SYDNEY MORNING HERALD, Sydney, NSW, Australia, Tueday, 13 April 2004.

Section: News And Features
Page: 4

Circumcision myths

The Australian Press Council has dismissed a complaint by Professor Brian Morris against the Good Weekend magazine, published by The Sydney Morning Herald, over a column by Dr Karl Kruszelnicki. Professor Morris's complaint centred on a regular short column, Mythconceptions, in which Dr Kruszelnicki writes about 400 words on many different subjects which fall into the category of ``life's myths, curiosities and absurdities.''

In particular, Professor Morris complained about a column on circumcision, May the foreskin be with you, published on January 7, 2004, describing it as ``a mischievous anti-circumcision article'' and ``blatantly biased propaganda.''

He said Dr Kruszelnicki was ``deliberately deceptive'' in not mentioning any of the health benefits of circumcision and criticised one of Dr Kruszelnicki's sources as an ``anti-circ activist'' and a ``hero of the anti movement'' who did not have appropriate medical qualifications.

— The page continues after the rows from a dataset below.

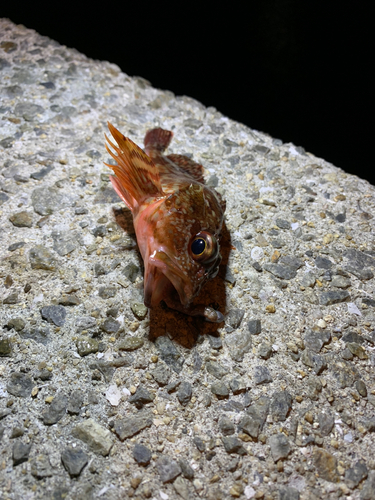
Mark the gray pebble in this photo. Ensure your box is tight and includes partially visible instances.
[113,412,152,441]
[128,385,155,409]
[151,362,171,386]
[7,372,33,398]
[12,440,32,466]
[30,454,53,479]
[133,443,152,465]
[219,415,235,436]
[345,460,368,489]
[177,380,193,406]
[42,393,68,425]
[61,448,89,477]
[67,389,84,415]
[221,436,247,455]
[225,330,252,361]
[211,380,229,398]
[29,245,56,271]
[355,380,367,398]
[178,459,194,479]
[9,211,33,227]
[72,418,113,457]
[303,330,331,352]
[247,319,262,335]
[130,302,148,320]
[263,264,297,280]
[206,361,229,380]
[155,336,184,373]
[156,455,182,483]
[278,486,300,500]
[40,306,66,326]
[225,309,245,333]
[320,290,350,306]
[270,391,293,422]
[268,432,290,462]
[99,286,117,300]
[258,343,272,359]
[0,339,12,356]
[76,337,99,356]
[254,366,273,385]
[118,337,145,351]
[100,318,121,335]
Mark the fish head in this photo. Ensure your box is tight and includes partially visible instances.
[139,183,223,307]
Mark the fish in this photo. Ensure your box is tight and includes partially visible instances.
[105,122,225,323]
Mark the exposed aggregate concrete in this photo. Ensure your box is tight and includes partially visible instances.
[0,19,375,500]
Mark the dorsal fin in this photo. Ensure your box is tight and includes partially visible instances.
[105,122,164,210]
[167,154,204,184]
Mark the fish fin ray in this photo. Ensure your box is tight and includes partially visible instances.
[105,122,164,208]
[167,154,204,184]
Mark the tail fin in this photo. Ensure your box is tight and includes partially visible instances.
[144,128,173,153]
[105,122,164,210]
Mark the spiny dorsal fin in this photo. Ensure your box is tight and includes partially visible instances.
[167,154,204,184]
[105,122,164,210]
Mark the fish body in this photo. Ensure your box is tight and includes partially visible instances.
[106,124,225,322]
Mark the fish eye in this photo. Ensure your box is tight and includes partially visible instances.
[190,231,219,262]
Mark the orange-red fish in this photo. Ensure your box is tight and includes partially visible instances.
[106,123,225,322]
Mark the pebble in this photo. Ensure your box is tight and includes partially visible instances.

In response, Dr Kruszelnicki, who acknowledged that he is not a urologist, pointed out that his column did not set out to discuss in detail the pros and cons of circumcision but rather discussed specifically what he saw as ``the myth'' that circumcision was originally performed for hygiene reasons and how this belief later evolved.

Dr Kruszelnicki named four sources, including the one objected to by Professor Morris.

In relation to the latter, Dr Kruszelnicki pointed out he quoted just eight words from that source: the foreskin is ``a uniquely specialised, sensitive, functional organ of touch".

The Press Council noted that Good Weekend offered Professor Morris an opportunity to air his views by publishing his letter to the editor on January 31.

However, Professor Morris also believed that Good Weekend magazine, in later publishing three letters opposing the views in his letter, demonstrated editorial bias.

Given the nature of the Mythconceptions column and the fact that Good Weekend published Professor Morris's letter, the Press Council said it believed the publication had adequately dealt with the matter.